Un beau transfert avec des couleurs à la hauteur des paysages sublimes des Rocheuses. Les ciels bénéficient d'un bleu très profond. Mais la définition grandiose est surtout sublimée par une chute dans une rivière au ralenti, véritable démonstration de fluidité et de détail. Quelques poussières peuvent apparaître par intermittence mais rien de gênant. Les choix lors des prises de vue en métrocolor ont été respectés avec des blancs légèrement saturés, parfois proche d'un rendu au filtre « star ».

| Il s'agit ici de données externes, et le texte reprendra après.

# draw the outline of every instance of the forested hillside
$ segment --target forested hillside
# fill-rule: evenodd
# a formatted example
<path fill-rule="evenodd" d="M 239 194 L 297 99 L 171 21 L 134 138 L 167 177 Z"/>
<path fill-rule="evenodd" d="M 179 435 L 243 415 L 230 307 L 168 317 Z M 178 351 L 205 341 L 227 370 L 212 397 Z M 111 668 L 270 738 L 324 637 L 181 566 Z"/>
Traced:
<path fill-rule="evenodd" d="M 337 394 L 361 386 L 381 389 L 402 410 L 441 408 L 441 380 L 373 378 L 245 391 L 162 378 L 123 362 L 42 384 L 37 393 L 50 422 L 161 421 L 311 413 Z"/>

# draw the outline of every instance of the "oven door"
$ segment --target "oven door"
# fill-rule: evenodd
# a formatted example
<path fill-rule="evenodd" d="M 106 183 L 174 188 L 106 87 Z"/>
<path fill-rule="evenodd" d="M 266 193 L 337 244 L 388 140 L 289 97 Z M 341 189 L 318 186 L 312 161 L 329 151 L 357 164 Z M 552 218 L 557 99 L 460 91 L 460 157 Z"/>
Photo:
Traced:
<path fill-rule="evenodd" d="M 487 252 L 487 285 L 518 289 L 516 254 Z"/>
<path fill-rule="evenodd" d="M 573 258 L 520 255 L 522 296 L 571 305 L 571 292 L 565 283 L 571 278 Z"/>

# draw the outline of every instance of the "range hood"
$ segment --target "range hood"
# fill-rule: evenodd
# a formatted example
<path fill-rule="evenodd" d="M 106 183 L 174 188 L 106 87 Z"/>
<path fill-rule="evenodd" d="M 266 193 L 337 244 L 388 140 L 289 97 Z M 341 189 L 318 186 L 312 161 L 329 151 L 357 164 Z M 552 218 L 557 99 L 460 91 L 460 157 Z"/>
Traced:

Le film est proposé dans cinq langues différentes, uniquement en mono. Les voix et les effets sonores cohabitent efficacement, même s'ils sont parfois noyés sous un score musical très redondant. On déplorera également un manque de dynamisme dans les scènes d'actions, où les détonations des armes à feu manquent de relief.
Aucun bonus.
Deux farouches trappeurs portent assistance à une jeune indienne. Son nom est Lune Qui Court, une femme magnifique qui cherche à fuir l'homme auquel elle a été vendue, le chef des Blackfeet. Furieux, ce dernier jure qu'il scalpera les deux hommes afin de récupérer Lune Qui Court.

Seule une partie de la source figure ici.